Pretty much the first thing that comes to my mind is: "It's a cell phone!" Yes, indeed. It is. It is an Android phone. My guess is, it is 99% of a cell phone when compared to an Android in your pocket. It is small, it has an USB-charger, runs hours from a battery. It is shiny (pretty difficult to get decent pictures of it). It has a display (no touching or anything expensive). And it costs 99,- €. There is very little differentiating it, except that it doesn't have a speaker and a microphone. I didn't pop the hood of it (that thing isn't mine, I was just helping to set it up), but I'm thinking it has all the chips and electronics a phone would have.

Screen will indicate connection type (2G/3G/4G), bars, Internet status (ok, both arrows up and down), Wi-Fi enabled, how many clients are connected to the Wi-Fi, battery charge level, operator name, cumulative time connected and the cumulative transmitted bytes.

On the back there are out-of-the-box defaults and mandatory IMEI-information.
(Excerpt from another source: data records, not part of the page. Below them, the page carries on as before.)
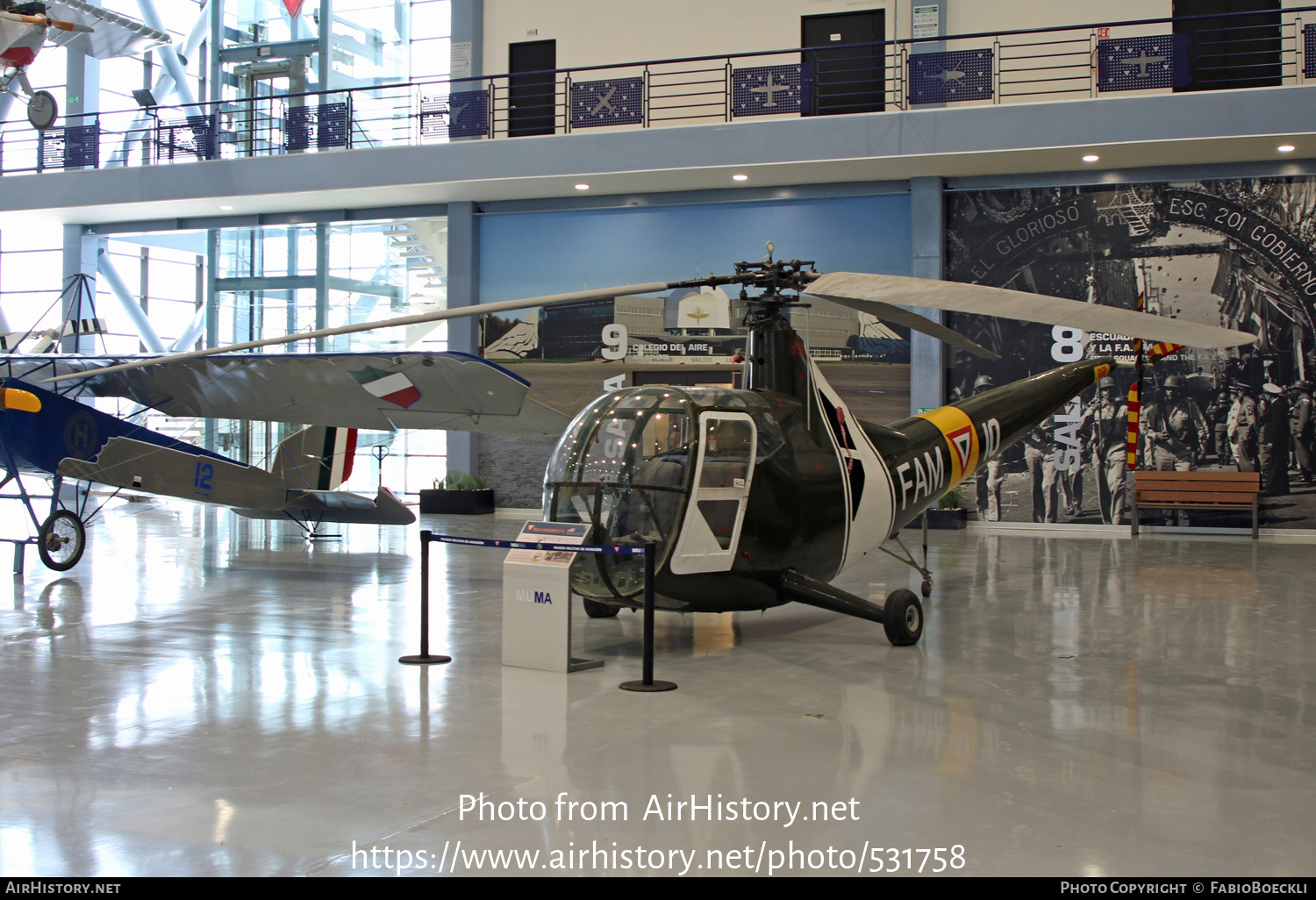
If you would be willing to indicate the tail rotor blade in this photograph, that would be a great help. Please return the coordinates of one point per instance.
(911, 320)
(982, 300)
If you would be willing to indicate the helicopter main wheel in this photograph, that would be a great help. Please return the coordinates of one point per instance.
(902, 618)
(595, 610)
(61, 541)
The TAC-code for this one is 86415402 and I couldn't find it from any TAC databases. Must be quite a new one. What I didn't find is how to replace the battery. I guess you cannot, it is like a cell phone. It doesn't feel hot or anything when running, looks like the electronics design is also modern. It puts all the electrons where you'd expect them to go, not to dissipate heat.
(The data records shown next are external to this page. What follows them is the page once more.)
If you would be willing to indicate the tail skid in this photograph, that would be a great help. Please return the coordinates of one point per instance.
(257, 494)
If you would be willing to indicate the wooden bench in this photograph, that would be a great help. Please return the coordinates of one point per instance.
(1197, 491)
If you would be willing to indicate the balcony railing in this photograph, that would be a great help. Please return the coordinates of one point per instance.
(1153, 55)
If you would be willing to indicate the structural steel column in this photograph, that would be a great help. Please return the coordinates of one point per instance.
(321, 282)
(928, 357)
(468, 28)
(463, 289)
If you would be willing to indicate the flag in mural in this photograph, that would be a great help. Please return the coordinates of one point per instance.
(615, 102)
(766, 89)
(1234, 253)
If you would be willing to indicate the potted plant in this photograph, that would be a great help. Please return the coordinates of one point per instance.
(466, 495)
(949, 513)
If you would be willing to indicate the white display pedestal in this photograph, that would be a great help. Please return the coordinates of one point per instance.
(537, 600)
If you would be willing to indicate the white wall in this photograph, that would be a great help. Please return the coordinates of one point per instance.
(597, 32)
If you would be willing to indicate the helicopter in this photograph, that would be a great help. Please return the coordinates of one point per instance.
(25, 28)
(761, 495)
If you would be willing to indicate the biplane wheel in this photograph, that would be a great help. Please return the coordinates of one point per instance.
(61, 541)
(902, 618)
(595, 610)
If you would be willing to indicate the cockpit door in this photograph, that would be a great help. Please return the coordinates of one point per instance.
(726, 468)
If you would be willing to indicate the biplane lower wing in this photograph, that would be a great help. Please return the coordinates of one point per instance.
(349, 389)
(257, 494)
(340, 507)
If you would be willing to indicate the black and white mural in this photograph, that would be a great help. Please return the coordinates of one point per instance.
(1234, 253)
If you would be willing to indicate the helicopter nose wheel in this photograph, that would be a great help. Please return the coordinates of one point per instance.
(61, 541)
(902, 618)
Here is a clear difference to a phone:

There are two antenna connectors (TS9) on the sides. As all LTE equipment always has 2 antennas (your phone does, you just won't see them), there needs to be connectors for both of them. The intended purpose for this is to convert cellular connection into Wi-Fi. As sometimes the cell network connection is poor, adding a proper antenna (or two) can make a difference. Power button has one extra feature including the obvious one. If you press it shortly, it will display the default WLAN SSID and password on the screen. Funny thing: if you change them, the screen won't display the new ones. On the as-expected, there is a mini-SIM -slot and mini-A USB for the charger.

The antenna connector is a quirky one:

I couldn't find anything to connect to it. Any typical small appliance (like Huawei USB-sticks) have CRC9-connector, or the bigger routers (like Huawei B593) have SMA-connectors. I guess the new TS9 is suiting better for some reason.

When the SIM-card in inserted, power button pressed and box is up and running, it connects automatically to internet. It distributes an IP-address to any client devices and enables the management web-console. It looks like this:

There is a decent selection of langauges for the GUI:

And the top right corner status indicator is good one:

It provides a lot of information without need to login. This is what it looks like once in:

There is no need to look for Wi-Fi settings. They are right there after a login. In general I really love their approach, lot of useful features and really well thought web-GUI implemented. Also the existence of 5 GHz WLAN tells about a modern design. A while ago only 2,4 GHz existed in routers such as this.

The Internet connection details are:

APN I didn't touch, it just worked. Network mode (2G/3G/4G) may be necessary if reception has issues. The most important thing is, that this box has a built-in freq lock in it. No need of hacking or any quirks. This is by far the most commonly asked question nowadays, how do you lock B593 into a frequency. With this el-cheapo box, setting is right there! Nice.

I also love the status screens:

Lot of relevant information right at your screen! This is exactly what everybody else should be doing. Unfortunately the network status screen is optimized heavily for LTE-connections and on UMTS it won't tell much.

As a conclusion I have to recommend this cheaply built piece of plastic for any router needs. It certainly is worth the money and has just the right features in it. The only thing that worries me is the constant charging: will it survive future years? I don't care if the thing wouldn't run from the battery, but will the charger alone be enough to run it?